I did a lot of walking in Germany, wandering between and through quaint villages and visiting castles and cathedrals. A missionary I knew took some of us to Worms, Idar Oberstein and to Heidelberg. More cathedrals and castles. Oh, and a trip to Trier, where I saw more cathedrals, and also some Roman ruins. I followed some friends to London, as well, for a week of study and meandering touring.
After the Army my journeys became less broad and a bit less frequent. I wandered across the country during my return, spending a week in Chicago. I traveled a bit by train on that journey, and found it a fine way to see the country.
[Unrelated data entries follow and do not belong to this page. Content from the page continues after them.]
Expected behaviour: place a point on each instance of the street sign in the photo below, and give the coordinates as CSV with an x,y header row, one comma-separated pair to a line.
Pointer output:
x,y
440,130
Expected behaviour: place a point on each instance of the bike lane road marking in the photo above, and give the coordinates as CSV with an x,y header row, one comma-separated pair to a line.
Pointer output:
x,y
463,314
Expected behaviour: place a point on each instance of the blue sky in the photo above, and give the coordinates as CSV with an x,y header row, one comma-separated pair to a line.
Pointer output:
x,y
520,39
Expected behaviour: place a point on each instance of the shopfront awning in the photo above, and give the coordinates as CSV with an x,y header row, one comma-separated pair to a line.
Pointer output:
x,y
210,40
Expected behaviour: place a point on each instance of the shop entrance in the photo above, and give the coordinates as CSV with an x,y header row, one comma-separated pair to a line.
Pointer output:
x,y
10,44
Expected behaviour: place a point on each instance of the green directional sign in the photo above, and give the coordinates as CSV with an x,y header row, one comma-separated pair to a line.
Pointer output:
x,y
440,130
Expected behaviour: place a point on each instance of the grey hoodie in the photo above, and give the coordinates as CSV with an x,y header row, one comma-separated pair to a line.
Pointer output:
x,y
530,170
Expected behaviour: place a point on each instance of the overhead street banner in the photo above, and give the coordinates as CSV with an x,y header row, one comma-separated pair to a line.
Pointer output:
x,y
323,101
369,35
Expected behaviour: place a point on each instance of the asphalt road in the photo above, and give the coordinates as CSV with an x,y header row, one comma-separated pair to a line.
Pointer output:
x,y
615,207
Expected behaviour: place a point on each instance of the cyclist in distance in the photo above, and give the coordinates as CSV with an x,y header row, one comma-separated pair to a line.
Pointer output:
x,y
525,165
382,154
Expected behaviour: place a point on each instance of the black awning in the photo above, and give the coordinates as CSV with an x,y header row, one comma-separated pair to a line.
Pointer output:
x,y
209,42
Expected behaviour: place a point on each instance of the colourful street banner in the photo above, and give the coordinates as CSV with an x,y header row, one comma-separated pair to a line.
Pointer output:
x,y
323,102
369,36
That is a mode of travel I enjoyed in Europe, and think that seeing the United States that way was pretty nice, as well.
A friend from the Army came home on leave shortly after I got out, so I wandered from Ashland, Oregon to Bismark, North Dakota to visit him. That was quite a journey. I saw Eastern Oregon and Eastern Washington, passed through Idaho and Montana, and spent most of a week in North Dakota.
My return on that journey carried me through Wyoming, and a very quick pass-through tour of Yellowstone National Park. After I returned I found myself eventually in Portland, Oregon. I went to school there, part of a different kind of journey. There I met my wife, and we settled for many years and years in the Santa Cruz, California, area.
Santa Cruz was not a bad place to settle, at all. Of all of the places I have visited, it was in the top three of places I would choose to dwell. Richmond, Virginia and Heidelberg, Germany share second place. So, my journey was not a bad one. My wife and I have been together on a kind of shared journey for over thirty years. For my part, at least, it has been good.
We raised children and have participated in raising grandchildren. Though our travels since getting married have been limited, our adventures have not. It has been another kind of journey. Oh, there have been trips to Disneyland, one of our favorite destinations. One other trip was to rescue some of the family from Texas, where an adventure of their own had not turned out as well as had been hoped. That was a memorable journey, highly treasured.
I must admit, however, that some of the most valuable journeys for me have been journeys of the heart. I am not known for being sentimental, and even those closest to me see me as a bit hard and unfeeling. Yet I have not been unaffected by the adventure of raising a family, one which is not yet completed.
Do I still long to travel? Absolutely. Yet I wouldn't give up the adventure of watching my family grow for the privilege of being on the road. Where to, next? Probably travel, exploring Southern Oregon and Northern California. Then expanding to take in the Western United States, as resources and opportunity allows.
For a wanderer and follower, a less-than-intentional traveler, I have seen a bit of the world. It would be nice if I had taken a few more pictures, but for the most part I am satisfied.
There is far more world left to visit than my remaining time and limited funds will allow me see. I don't mind that, really. Those limits have always been upon me, and my style seems to be to take the adventure that offers itself in the context of the moment. That context now is watching another generation grow, and wandering around the place I now (again) call home.
After that? Another journey, and adventures unimaginable.